Start with a narrow question, then expand. First confirm baseline activity for one account or role, then compare suspicious events against normal frequency, geography, and client patterns. When using the detecting-aws-cloudtrail-anomalies guide, prioritize sensitive actions like StopLogging, DeleteTrail, AttachUserPolicy, PutBucketPolicy, and CreateAccessKey before moving to broader noise such as routine read-only calls.

Files to read first

Read SKILL.md first for intent and prerequisites, then references/api-reference.md for the event fields and high-risk API list.
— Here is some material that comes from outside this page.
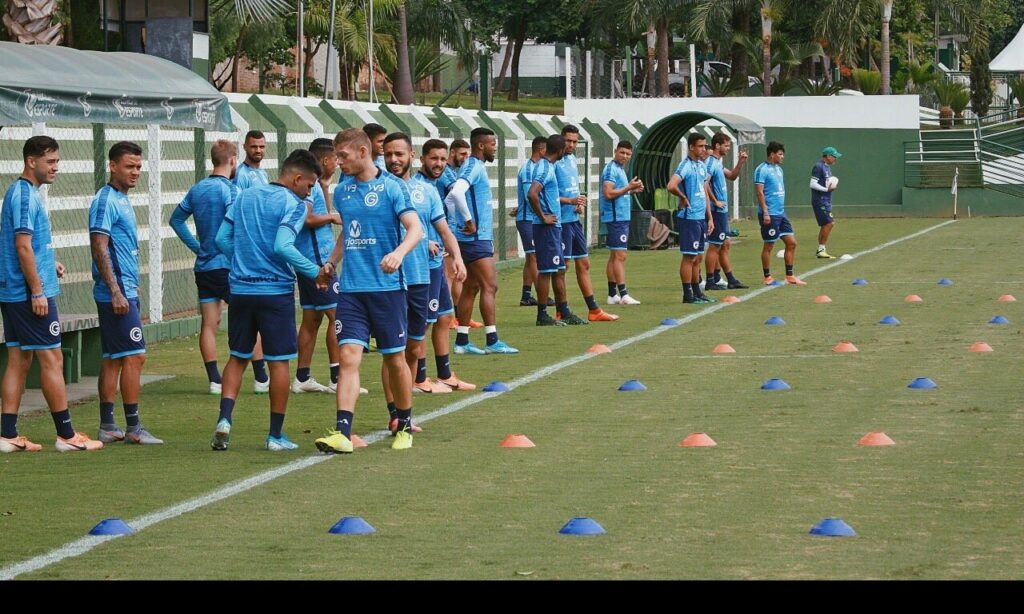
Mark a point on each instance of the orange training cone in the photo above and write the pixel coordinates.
(697, 440)
(517, 441)
(879, 438)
If you want implementation detail, inspect scripts/agent.py to see how the detector structures lookback windows, sensitive event handling, and output generation. Those three files give you the fastest path to understanding how the detecting-aws-cloudtrail-anomalies skill actually behaves.

detecting-aws-cloudtrail-anomalies skill FAQ

Is this better than a normal prompt?

Yes, when you need a repeatable CloudTrail investigation workflow. A generic prompt can summarize suspicious events, but the detecting-aws-cloudtrail-anomalies skill gives you a more specific method: query events, baseline activity, and check for known high-risk patterns. That reduces guesswork when the question is “what changed?” rather than “write an overview.”

Do I need to be an AWS expert?

Not necessarily. The skill is beginner-friendly for analysts who can follow a checklist, but it assumes you understand basic AWS concepts like IAM users, roles, and regions. If you do not know what CloudTrail records or which account you are investigating, the output will be less useful.

When should I not use it?

Do not use detecting-aws-cloudtrail-anomalies when you need full forensic reconstruction from all AWS logs, long-term SIEM correlation, or machine-learning-grade anomaly scoring. It is also a poor fit if CloudTrail is missing, permissions are too limited, or you only need a quick status check with no investigative follow-up.

How does it fit into a security stack?

It works well as an investigation helper inside a broader AWS detection workflow. The detecting-aws-cloudtrail-anomalies skill is strongest when paired with IAM review, CloudTrail event filtering, and manual validation of suspicious roles, IPs, and regions. It is not a replacement for alerting, but it can help explain why an alert matters.

How to Improve detecting-aws-cloudtrail-anomalies skill

Give it sharper context

The best results come from precise inputs: account ID, region, lookback window, known-good baseline, and the incident hypothesis. Instead of “check CloudTrail,” say “compare the last 6 hours of ConsoleLogin and AssumeRole events against the previous week, focusing on new IPs and failed logins.” That makes the detecting-aws-cloudtrail-anomalies skill much more decisive.

Focus on high-signal fields

Ask for analysis that emphasizes event names, source IPs, user agents, AWS regions, and errors. Those fields are where the strongest anomaly clues usually live in the detecting-aws-cloudtrail-anomalies skill. If you omit them, the output can drift toward generic security commentary instead of actionable findings.

Watch for common failure modes

The most common miss is treating every unusual event as malicious. Ask the skill to separate expected admin activity from suspicious behavior, and to note when a result is only a weak indicator. Another failure mode is scanning too short a window; if possible, compare a short incident window against a longer baseline so the detecting-aws-cloudtrail-anomalies usage output can distinguish rare but normal operations from true outliers.

Iterate after the first run

Use the first pass to identify candidate anomalies, then rerun with narrower filters on the specific user, role, or service that stands out. If the output points to CreateAccessKey, AttachRolePolicy, or DeleteTrail, ask for adjacent activity before and after the event. That second pass is usually where the detecting-aws-cloudtrail-anomalies guide becomes genuinely useful for triage and decision-making.